150M size SLM built with single GPU
I only used a single Nvidia RTX 3090 GPU to pretrain a 150M Korean Language Model — fully from scratch. Built a tokenizer with SentencePiece, using LatentMoE architecture, gathering datasets and finetuned. Open-source on GitHub and Hugging Face.
GPU Killer & Failures.
There were many failures throughout this project. To begin with, the computer died. I pushed it far beyond its limit. The main issue was with the power supply. Ironically, I had even written code to pause every 200 steps just to cool things down, but it worsen the problem. I technically did "stress test" on my computer. But the problem didn't stop there. There were plenty of software issues, too. Let me list them out.
Architecture
I followed Deepseek's module and added MoE(Mixture of Experts) architecture from scratch. (Back then, there was no R2 model which Deepseek applied the MoE.) I first pretrained with Korean Wiki and AI hub dataset which is mainly consisted of news articles.

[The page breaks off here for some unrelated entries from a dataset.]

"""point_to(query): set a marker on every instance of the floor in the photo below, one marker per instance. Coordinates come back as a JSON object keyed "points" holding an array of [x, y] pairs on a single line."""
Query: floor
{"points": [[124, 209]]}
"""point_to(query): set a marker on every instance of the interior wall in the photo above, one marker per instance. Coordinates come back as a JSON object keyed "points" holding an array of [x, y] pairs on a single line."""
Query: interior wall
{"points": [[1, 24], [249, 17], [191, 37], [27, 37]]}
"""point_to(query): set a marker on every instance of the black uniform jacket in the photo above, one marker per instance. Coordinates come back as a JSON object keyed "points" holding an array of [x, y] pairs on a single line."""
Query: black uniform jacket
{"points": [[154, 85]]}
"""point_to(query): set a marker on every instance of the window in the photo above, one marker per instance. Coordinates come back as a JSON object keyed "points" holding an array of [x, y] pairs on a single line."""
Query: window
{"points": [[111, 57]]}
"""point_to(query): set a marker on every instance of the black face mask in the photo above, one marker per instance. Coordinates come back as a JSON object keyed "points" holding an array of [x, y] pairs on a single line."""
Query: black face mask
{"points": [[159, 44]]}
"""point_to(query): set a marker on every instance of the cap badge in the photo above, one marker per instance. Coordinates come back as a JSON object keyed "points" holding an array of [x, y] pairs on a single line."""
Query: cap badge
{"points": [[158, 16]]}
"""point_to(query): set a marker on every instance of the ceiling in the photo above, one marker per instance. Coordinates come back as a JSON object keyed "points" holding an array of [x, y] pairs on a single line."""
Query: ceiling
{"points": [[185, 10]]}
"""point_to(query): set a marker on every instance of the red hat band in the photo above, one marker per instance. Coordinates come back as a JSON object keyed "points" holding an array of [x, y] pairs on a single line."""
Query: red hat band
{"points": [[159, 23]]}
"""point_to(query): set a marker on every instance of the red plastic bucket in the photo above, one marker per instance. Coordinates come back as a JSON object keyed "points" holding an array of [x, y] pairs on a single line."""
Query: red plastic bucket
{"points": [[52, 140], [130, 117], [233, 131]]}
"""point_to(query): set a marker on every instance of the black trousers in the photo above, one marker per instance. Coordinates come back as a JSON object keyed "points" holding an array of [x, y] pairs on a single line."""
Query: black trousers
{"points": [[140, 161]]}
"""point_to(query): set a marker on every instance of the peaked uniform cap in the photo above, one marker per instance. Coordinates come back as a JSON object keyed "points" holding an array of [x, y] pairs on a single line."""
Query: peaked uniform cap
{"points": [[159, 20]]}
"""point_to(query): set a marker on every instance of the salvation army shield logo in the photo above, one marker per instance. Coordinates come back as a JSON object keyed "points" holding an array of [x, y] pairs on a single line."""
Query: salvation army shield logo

I used SentencePiece to make a tokenizer but, one thought pass through my mind. Korean is super easy to learn but has a massive learning curve. This is because unlike English, Korean has diverse morpheme. So, I decided to make a tokenizer out of morpheme, using Mecab and SentencePiece. Advantage of using morpheme as a tokenizer is first, the model can truely catch the pattern of the grammar of language and can increase the size of the datasets.Pretrain Results
I stopped at 5th epoch for pretraining for two reasons.
First, validation perplexity started increasing after the 4th epoch, peaking by the 6th.
Since perplexity is the exponential of the loss, this indicated that the loss was also increasing.
Second, each epoch required around 36 hours to complete.
Given that the 4th epoch showed the best validation perplexity, I decided to fine-tune this model as a chatbot.
(Although I mentioned it breifly, this stage involved a lot of trial and error. Initially, I attempted to train a 1B model first,
but it couldn't run on my GPU efficiently. So changed to 72M, read Chinchilla Scaling Law paper, found the optimal model size that can be pretrained. This took about a month.)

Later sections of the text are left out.